Documents & Unstructured Text
Overview
Documentation is the backbone of reproducible research. README files, codebooks, and methodology reports provide the context necessary to understand data. However, for these documents to remain accessible over the long term, they must be curated just like the data itself.
Key Objectives:
- Accessibility (OCR): Ensure PDF documents contain searchable text, not just scanned images.
- Archival Formats: Verify that documents are saved in stable, open formats (e.g., PDF/A for PDFs, UTF-8 text for READMEs).

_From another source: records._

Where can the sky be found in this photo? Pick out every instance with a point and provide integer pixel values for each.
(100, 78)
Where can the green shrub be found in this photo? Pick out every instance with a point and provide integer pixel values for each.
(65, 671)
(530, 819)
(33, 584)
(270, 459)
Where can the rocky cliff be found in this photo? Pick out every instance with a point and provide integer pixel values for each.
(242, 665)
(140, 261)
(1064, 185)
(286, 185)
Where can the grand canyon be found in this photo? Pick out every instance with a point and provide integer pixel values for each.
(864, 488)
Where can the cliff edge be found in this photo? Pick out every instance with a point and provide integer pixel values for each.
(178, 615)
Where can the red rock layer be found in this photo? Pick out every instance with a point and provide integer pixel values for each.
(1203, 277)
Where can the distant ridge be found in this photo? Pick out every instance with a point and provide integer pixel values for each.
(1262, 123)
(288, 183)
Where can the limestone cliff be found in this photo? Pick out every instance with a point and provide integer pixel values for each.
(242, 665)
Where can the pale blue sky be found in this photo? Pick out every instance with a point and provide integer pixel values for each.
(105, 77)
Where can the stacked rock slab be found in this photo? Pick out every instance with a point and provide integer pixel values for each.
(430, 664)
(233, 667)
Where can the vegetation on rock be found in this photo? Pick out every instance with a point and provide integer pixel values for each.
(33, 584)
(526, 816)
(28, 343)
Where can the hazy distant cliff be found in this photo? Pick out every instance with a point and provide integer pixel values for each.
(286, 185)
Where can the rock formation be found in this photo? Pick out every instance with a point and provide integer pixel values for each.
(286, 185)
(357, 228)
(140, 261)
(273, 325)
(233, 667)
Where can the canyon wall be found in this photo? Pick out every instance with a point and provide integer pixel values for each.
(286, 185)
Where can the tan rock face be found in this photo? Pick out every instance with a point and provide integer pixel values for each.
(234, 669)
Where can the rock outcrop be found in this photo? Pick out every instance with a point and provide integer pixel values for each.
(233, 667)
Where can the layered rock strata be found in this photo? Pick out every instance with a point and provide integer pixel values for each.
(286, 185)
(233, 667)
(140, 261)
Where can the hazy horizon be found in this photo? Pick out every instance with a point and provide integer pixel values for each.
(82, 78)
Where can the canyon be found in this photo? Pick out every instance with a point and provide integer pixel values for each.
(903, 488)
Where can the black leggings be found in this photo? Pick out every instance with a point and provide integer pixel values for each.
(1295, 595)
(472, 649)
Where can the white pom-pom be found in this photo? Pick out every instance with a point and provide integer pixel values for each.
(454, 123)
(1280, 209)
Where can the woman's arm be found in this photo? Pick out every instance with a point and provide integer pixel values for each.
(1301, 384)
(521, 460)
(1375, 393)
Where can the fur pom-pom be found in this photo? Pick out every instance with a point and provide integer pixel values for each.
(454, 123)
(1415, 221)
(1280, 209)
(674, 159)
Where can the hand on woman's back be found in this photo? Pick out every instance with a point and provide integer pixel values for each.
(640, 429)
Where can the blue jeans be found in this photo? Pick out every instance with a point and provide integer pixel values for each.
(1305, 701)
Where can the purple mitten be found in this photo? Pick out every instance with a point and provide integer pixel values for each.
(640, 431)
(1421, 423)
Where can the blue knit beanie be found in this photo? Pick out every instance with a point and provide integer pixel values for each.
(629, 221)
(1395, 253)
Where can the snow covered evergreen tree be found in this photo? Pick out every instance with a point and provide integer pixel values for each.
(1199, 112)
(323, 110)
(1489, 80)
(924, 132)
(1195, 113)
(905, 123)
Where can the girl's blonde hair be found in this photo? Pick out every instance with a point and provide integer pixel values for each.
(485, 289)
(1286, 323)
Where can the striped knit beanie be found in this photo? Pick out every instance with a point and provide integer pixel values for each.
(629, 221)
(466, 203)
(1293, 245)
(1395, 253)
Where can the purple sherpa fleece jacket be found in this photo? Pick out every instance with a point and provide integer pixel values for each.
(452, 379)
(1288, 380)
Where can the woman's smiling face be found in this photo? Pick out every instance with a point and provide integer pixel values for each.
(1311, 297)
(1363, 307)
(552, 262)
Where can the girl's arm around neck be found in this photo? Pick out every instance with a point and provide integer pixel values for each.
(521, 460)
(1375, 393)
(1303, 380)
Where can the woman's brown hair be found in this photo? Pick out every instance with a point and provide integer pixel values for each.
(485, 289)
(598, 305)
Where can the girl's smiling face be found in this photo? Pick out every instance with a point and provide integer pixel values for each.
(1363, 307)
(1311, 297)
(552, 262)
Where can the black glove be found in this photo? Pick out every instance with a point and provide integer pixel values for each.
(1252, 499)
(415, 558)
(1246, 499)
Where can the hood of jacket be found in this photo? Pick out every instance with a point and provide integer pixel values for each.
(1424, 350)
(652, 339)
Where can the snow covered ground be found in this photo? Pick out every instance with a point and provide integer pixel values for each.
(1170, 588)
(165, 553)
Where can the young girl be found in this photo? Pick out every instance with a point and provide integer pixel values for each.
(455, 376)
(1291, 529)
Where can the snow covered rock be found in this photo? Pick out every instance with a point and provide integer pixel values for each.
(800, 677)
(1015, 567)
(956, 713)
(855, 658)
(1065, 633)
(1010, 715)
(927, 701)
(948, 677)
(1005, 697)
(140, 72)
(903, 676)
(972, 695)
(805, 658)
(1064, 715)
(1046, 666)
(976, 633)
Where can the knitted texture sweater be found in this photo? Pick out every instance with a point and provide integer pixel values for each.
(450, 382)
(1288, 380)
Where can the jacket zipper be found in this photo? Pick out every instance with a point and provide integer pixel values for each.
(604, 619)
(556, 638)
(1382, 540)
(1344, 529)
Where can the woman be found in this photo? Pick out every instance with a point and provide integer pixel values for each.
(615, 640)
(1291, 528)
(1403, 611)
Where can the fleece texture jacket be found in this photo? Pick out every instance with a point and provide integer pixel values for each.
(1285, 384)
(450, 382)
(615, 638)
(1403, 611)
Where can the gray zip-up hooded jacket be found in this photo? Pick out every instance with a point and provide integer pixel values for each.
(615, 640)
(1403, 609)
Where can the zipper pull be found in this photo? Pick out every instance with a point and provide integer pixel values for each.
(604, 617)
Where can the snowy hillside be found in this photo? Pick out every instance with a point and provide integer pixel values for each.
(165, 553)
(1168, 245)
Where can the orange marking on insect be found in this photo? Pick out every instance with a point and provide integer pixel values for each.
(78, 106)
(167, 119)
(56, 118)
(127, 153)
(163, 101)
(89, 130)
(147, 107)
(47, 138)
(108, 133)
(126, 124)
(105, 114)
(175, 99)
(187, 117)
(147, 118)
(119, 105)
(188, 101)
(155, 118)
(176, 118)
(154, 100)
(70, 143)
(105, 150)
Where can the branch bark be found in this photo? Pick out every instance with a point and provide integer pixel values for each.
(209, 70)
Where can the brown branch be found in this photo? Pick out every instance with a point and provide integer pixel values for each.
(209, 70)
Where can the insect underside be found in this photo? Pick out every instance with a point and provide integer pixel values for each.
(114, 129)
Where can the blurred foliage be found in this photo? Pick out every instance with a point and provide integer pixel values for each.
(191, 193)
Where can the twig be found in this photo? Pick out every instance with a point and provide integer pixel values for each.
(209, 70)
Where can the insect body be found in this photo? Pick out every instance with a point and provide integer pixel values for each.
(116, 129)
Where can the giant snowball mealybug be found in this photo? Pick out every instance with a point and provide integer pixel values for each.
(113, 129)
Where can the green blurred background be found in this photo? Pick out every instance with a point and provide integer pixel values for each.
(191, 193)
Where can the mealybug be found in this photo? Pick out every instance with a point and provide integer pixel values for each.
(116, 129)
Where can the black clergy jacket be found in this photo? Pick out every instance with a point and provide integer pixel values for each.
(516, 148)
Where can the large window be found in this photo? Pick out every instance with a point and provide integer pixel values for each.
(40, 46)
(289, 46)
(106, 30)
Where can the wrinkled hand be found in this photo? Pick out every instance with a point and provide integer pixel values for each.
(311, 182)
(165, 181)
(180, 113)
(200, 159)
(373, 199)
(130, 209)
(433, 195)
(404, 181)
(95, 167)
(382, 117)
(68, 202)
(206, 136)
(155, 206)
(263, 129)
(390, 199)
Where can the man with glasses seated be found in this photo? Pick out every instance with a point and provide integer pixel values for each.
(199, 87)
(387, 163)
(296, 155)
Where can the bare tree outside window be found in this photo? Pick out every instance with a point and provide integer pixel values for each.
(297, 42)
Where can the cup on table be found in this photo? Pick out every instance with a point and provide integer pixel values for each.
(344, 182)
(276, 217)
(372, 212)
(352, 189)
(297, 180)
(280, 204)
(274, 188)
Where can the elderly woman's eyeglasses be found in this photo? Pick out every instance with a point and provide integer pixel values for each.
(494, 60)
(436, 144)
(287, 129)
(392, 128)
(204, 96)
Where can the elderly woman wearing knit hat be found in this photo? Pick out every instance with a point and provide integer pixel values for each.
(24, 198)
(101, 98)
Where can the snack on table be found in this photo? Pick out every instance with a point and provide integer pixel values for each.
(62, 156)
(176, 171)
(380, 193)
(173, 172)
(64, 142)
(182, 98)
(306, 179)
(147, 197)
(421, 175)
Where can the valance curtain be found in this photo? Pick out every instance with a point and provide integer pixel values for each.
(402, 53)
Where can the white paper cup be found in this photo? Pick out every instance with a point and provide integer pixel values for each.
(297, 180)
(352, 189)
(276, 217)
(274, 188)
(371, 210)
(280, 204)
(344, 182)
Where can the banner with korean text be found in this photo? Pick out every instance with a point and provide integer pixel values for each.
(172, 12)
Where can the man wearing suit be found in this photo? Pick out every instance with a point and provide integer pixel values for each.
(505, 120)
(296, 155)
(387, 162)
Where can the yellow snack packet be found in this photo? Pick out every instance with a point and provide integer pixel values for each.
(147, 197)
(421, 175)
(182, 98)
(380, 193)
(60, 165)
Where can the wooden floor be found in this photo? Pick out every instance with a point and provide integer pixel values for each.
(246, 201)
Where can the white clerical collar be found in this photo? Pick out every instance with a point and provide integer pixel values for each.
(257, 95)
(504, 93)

- Metadata: Extract embedded metadata (Author, Title) to ensure it matches the dataset description.
- Encoding: Ensure plain text files use standard UTF-8 encoding to prevent “mojibake” (garbled characters).
Supported Formats
- Portable Document Format (
.pdf): Standard for fixed-layout documents. - Plain Text (
.txt,.md,.csv): Standard for READMEs, codebooks, and simple data.
Common Curation Challenges
- “Dead” PDFs: Scanned documents that look like text but are actually images. These cannot be searched or indexed.
- Proprietary Encodings: Text files saved in Windows-1252 or MacRoman often display incorrectly on other systems.
- Broken Links: Documentation often references external URLs that may no longer exist.